Chris Palabe is the CEO and a Financial Advisor at Palabe Wealth, a firm that provides exceptional expertise in the Financial Planning space. For over 25 years, he has cultivated a deep understanding of the complexities of wealth management and retirement planning, making him a valued advisor to both Plan Sponsors of 401(k) plans and Individual Investors.

Holding esteemed designations such as Certified Fund Specialist (CFS) and Accredited Investment Fiduciary (AIF), Chris showcases his commitment to upholding the highest standards of investment advice and fiduciary responsibility in his advisory relationships. These designations are a testament to his knowledge and dedication to providing clients with sophisticated and ethical financial guidance.

He holds his Series 6, 7, 63, and 65 licenses through LPL Financial, which qualify him to offer a broad range of financial products and services.

Chris’s distinguished career is characterized by his unwavering commitment to his clients' financial well-being. He focuses on crafting tailored strategies that aim to optimize retirement outcomes and financial independence. He continually strives to help the individuals he works with on their path towards financial success.

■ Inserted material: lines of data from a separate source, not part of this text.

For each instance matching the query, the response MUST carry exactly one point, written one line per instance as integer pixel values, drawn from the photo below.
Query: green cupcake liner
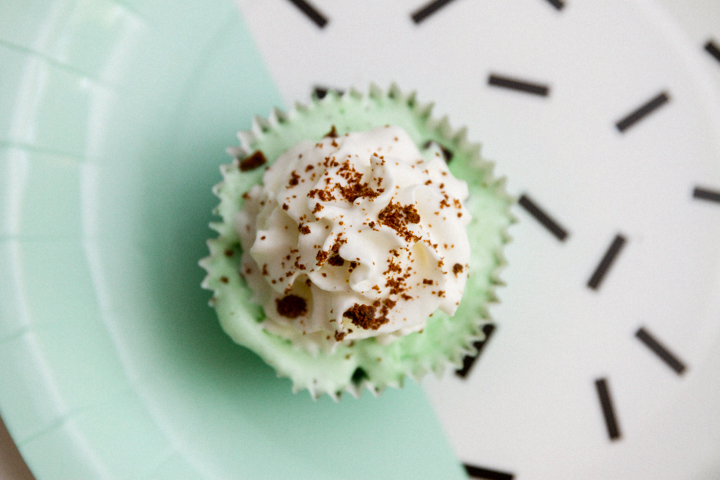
(363, 364)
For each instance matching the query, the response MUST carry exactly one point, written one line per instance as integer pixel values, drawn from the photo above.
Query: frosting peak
(356, 236)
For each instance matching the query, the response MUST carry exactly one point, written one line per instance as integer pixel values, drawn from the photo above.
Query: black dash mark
(542, 217)
(642, 112)
(485, 473)
(518, 85)
(660, 350)
(312, 13)
(606, 262)
(704, 194)
(607, 408)
(423, 12)
(469, 360)
(320, 92)
(712, 48)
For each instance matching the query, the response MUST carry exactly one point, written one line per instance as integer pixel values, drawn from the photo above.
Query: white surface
(530, 406)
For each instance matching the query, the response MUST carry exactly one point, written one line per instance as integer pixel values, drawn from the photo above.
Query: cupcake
(359, 243)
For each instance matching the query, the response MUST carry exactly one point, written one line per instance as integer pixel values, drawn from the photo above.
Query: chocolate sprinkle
(291, 306)
(252, 162)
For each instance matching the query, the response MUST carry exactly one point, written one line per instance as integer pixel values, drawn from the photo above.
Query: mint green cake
(366, 344)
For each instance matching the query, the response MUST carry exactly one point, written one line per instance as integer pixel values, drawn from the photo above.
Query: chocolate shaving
(397, 217)
(336, 261)
(363, 316)
(332, 133)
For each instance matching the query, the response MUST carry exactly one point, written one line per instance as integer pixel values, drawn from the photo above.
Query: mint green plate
(114, 117)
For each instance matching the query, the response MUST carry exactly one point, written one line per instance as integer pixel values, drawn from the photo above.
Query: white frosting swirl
(356, 236)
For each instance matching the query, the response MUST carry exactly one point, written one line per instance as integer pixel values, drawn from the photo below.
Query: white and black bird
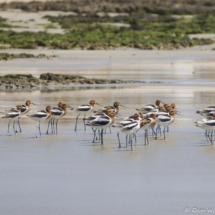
(13, 115)
(41, 116)
(165, 120)
(84, 109)
(102, 122)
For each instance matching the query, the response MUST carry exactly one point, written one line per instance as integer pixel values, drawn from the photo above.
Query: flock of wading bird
(208, 123)
(146, 118)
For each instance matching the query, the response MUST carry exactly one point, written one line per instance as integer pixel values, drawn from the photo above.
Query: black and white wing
(13, 113)
(56, 111)
(84, 108)
(100, 121)
(164, 118)
(131, 125)
(40, 114)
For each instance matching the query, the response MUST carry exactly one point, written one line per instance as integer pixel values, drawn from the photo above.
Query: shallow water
(67, 174)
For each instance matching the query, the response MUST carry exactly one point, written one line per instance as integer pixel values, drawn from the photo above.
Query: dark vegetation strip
(128, 6)
(145, 32)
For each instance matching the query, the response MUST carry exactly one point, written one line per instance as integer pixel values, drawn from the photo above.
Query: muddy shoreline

Over the years Chris has refined a consistent, strategic investment philosophy supported by a significant body of academic research. He believes that a widely diversified portfolio of investments tailored to each client’s unique risk tolerance and financial goals is the key to their financial success.

Beyond his professional achievements, Chris has a profound passion for dressage, a highly skilled form of horse riding performed in exhibition and competition. This discipline requires a remarkable level of dedication, precision, and harmony between rider and horse, qualities that mirror his approach to financial planning.